As you might aware that I have skipped the datasets part in the first :smiley:, since we have just introduced batch augmentation. Unlike the traditional augmentation strategy (to include transformations in Datasets implementation), we would recommend to put the image augmentation computations into the next stage. For example:

# Define the augmentation
augment = AugmentationSequential(
    K.ColorJitter(0.1, 0.1, 0.1, 0.1, p=1.0),
    K.RandomAffine(360, [0.1, 0.1], [0.7, 1.2], [30., 50.], p=1.0),
    data_keys=["input", "bbox"]
# Define the model
model = torchvision.models.resnet50()
# Define a more "end-to-end" model
model = nn.Sequential(
    K.Normalize([0.5, 0.5, 0.5], [0.6, 0.6, 0.6]),

As a result, this adaptation can be very convenience for lots of daily routines. Say:

# For training ...
out_tensors = augment(img_tensor, bbox)
# For testing ...

Save and load without thinking about preprocessing:"")
model = torch.load("")
# No need to think about normalize, since it has been done already in the saved model.

By far, I think Kornia augmentation has resolved most issues you are facing. Let us know if anything!


Thanks, this is great! I just submitted an application for the PyTorch Slack. Will contact you to set up a meeting with myself and some other folks at Microsoft Research who are working with me on this.

I can’t say I’m completely familiar with DataPipes, but I’ll take a look at that. It sounds like we’re in agreement that Datasets should return dicts and that transforms should accept Tensors (especially for my multi-spectral imagery application). @pmeier I would be very interested to know your thoughts on standard dict key names for this.

1 Like

I’ve never heard of Kornia, this is really interesting. I especially like the ability to invert augmentation sequences.
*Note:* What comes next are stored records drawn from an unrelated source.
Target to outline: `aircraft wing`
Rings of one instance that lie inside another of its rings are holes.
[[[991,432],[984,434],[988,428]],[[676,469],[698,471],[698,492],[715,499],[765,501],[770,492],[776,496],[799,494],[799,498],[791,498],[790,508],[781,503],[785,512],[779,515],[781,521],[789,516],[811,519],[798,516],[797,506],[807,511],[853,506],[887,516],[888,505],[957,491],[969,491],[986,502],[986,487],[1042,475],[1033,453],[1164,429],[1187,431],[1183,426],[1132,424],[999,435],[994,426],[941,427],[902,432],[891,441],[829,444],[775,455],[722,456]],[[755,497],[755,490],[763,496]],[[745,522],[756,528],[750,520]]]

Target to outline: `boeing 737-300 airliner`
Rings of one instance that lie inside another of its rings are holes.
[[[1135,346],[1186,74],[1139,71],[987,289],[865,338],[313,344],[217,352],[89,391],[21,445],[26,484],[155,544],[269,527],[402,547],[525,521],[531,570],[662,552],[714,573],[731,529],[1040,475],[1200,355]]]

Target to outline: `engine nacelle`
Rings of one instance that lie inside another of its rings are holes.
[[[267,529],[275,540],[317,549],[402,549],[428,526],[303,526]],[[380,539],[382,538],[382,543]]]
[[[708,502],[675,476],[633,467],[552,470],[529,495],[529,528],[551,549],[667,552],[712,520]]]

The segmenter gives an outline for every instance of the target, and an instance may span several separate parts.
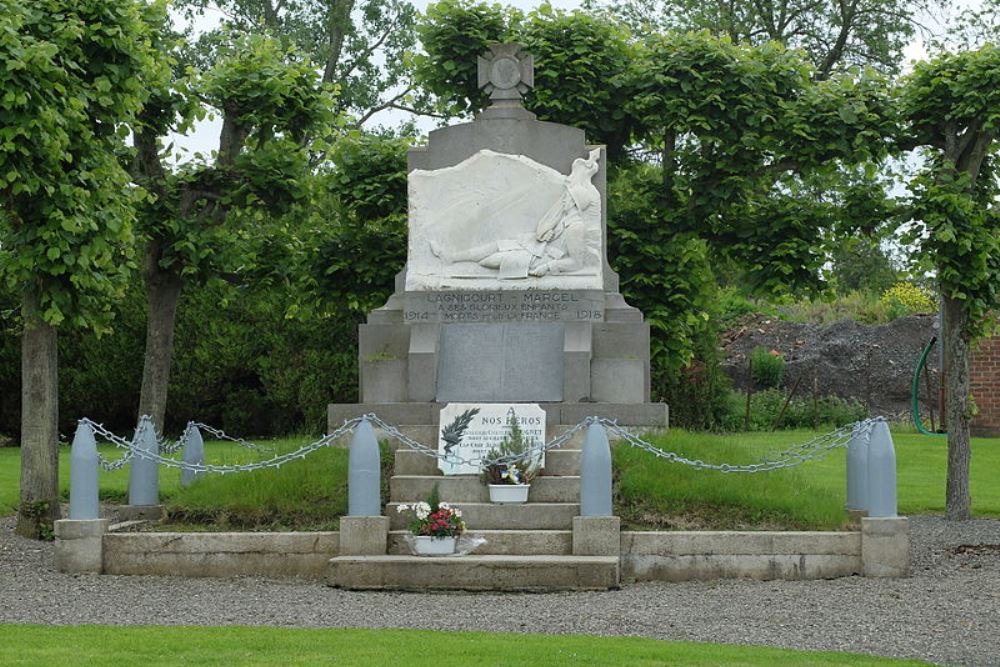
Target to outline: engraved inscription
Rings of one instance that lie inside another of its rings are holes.
[[[585,291],[409,292],[406,322],[600,322],[604,295]]]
The ability to save augmentation as part of the model is also interesting, and further emphasizes the need to subclass nn.Module so that these models/transforms can be exported to ONNX. I’ll keep this in mind!

1 Like

The augmentation module in kornia it’s just an extension of the package. Our main focus is low level computer vision more for industrial and robotics applications in terms of differentiable tensors. We inherit a lot from OpenCV (and soon more) and in the long term we also target to express vision algorithms in a “symbolic” way as you mention with technologies like onnx or similar.


I would be very interested to know your thoughts on standard dict key names for this.
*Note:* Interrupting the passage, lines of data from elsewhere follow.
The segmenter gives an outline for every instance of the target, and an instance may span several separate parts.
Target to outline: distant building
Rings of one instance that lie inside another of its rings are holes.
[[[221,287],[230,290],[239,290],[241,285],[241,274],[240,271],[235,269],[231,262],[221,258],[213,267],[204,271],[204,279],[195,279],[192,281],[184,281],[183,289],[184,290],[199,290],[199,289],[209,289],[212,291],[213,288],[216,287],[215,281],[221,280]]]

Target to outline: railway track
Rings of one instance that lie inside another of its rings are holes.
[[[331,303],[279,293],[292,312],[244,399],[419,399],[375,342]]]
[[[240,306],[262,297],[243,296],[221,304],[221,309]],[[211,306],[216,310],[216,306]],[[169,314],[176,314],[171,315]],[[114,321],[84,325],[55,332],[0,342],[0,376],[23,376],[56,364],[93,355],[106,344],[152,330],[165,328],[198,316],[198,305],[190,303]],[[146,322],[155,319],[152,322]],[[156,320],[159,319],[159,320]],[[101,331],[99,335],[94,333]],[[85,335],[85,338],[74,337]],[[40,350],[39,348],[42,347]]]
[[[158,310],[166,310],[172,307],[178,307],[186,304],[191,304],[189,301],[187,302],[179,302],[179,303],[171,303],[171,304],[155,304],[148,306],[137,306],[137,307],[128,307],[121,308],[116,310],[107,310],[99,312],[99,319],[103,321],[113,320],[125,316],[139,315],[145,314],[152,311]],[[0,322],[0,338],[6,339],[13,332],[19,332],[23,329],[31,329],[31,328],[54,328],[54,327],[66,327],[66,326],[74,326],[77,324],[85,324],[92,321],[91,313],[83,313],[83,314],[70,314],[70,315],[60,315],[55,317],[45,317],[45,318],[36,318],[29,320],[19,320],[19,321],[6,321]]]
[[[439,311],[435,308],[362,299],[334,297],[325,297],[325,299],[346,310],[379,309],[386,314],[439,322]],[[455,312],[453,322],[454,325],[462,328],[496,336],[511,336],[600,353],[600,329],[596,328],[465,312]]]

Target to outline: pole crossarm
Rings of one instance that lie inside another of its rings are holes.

There is currently no consensus on that. We have some ideas though. Maybe I can join the call and we can discuss this there a little.
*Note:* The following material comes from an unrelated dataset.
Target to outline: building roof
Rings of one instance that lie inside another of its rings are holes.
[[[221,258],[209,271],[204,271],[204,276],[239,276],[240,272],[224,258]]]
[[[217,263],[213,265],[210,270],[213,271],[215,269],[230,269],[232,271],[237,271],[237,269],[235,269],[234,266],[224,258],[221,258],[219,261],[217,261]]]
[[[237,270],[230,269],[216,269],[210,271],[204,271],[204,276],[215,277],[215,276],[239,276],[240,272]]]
For anyone following this discussion, TorchGeo has now been made public: GitHub - microsoft/torchgeo: TorchGeo: datasets, transforms, and models for geospatial data

We’re hoping to put out a release sometime in the 1 month timeframe. So far things are mostly in the old style (Dataset instead of DataPipes), but we’re less concerned about backwards compatibility so we can always change this at a later date.